Gepubliceerd op 14-03-2019

Parrótia pérsica C. A. MEY

betekenis & definitie

N.-Perzië; 6-8 m.

Deze, enig bekende soort van dit geslacht, vormt een kleine boom of gewoonlijk een hoge struik met grijsgroene takken, bij jonge bomen eerst sterk afstaand, bij oude bomen meer opgaand groeiende. De jonge twijgen zijn behaard, later kaal; knoppen bijna gesteeld, met dicht bruinviltig behaarde schubben.

Bladstelen 2-6 mm lang, bladeren 6-10 cm lang, 4-8 cm breed, bovenzijde glanzend donkergroen, kaal, onderzijde heldergroen, sterharig, eivormig, bladrand gegolfd gezaagd-getand, bladvoet meestal zwak hartvormig, soms afgerond.

Bloeit van einde Januari tot Maart in tot ruim 1,5 cm in diameter metende, kort gesteelde bloemhoofdjes, omgeven door zeer donkerbruin viltige schutbladen, aan de binnenzijde groen getint; elk bloemhoofdje 5-7 bloemen bevattend met ieder 8-12 meeldraden; helmknoppen lang en spits, rood getint; stijlen groen, omgebogen. Doosvruchten tot ruim 1 cm lang, breed-ovaal met omgebogen kleppen.

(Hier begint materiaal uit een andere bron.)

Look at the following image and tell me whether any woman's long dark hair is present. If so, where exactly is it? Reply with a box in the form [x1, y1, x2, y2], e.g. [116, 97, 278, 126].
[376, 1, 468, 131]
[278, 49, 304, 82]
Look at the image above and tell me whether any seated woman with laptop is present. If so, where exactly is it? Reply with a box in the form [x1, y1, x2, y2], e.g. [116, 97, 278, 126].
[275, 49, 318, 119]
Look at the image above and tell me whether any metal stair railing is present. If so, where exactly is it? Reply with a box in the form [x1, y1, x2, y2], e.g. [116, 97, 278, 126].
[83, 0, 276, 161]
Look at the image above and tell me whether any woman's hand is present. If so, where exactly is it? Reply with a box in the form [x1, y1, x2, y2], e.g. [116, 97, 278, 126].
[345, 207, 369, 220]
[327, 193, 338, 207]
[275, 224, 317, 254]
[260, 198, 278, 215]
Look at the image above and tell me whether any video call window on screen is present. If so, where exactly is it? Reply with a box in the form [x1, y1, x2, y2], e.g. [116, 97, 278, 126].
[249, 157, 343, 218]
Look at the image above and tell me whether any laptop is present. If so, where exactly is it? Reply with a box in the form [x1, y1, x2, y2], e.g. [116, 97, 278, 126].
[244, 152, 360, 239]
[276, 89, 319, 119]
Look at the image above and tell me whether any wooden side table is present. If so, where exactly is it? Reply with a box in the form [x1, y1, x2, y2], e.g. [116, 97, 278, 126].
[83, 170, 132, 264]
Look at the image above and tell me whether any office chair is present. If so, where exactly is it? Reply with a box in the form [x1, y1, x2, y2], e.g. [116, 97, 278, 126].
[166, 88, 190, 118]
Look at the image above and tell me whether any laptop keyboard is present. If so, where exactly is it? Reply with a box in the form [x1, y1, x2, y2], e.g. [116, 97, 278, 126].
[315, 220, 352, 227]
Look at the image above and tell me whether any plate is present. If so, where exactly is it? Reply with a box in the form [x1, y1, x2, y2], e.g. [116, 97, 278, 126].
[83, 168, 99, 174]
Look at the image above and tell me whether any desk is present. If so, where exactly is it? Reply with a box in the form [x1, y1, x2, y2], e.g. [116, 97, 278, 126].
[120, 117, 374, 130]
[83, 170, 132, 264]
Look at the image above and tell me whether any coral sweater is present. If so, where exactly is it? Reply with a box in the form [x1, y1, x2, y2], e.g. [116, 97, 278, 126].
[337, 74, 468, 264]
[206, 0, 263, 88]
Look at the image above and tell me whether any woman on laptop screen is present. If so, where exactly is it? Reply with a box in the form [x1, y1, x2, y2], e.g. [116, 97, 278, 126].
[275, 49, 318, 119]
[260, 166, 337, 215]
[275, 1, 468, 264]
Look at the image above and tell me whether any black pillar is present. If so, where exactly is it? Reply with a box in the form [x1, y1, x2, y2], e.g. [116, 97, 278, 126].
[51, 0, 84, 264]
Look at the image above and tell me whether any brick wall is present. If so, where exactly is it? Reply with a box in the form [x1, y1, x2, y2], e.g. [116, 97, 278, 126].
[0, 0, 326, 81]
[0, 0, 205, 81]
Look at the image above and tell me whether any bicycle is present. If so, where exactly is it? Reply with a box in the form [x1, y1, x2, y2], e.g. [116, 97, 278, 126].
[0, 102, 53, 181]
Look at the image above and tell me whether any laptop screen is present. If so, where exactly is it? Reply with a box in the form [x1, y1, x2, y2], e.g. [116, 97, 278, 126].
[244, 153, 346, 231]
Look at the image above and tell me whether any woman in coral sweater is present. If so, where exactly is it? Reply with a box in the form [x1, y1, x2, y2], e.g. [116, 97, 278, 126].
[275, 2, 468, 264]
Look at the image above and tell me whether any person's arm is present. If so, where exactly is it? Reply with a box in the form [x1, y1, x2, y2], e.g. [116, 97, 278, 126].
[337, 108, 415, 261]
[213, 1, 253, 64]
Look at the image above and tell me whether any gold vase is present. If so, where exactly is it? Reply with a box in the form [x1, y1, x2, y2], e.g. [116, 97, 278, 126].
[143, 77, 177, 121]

Als solitairboom is Parrótia pérsica zeer mooi; hij verlangt een ruime standplaats en een vochtige, leemhoudende zandgrond. Hoewel zijn lichteis betrekkelijk gering is, geve men hem een open, alleen tegen de morgenzon beschutte, standplaats. Alleen oudere bo-en zijn bloeibaar; de weinig opvallende, doch zeer interessante bloeiwijzen tonen duidelijk aan de verwantschap en overeenstemmende kenmerken met Fothergílla en Hamamélis, al zijn dan ook bij deze laatste de kroonbladen aanwezig.

Men kweekt Parrótia van zomerstek in de kas; ook van zaad of door afleggen; afleggers wortelen echter pas in het tweede jaar.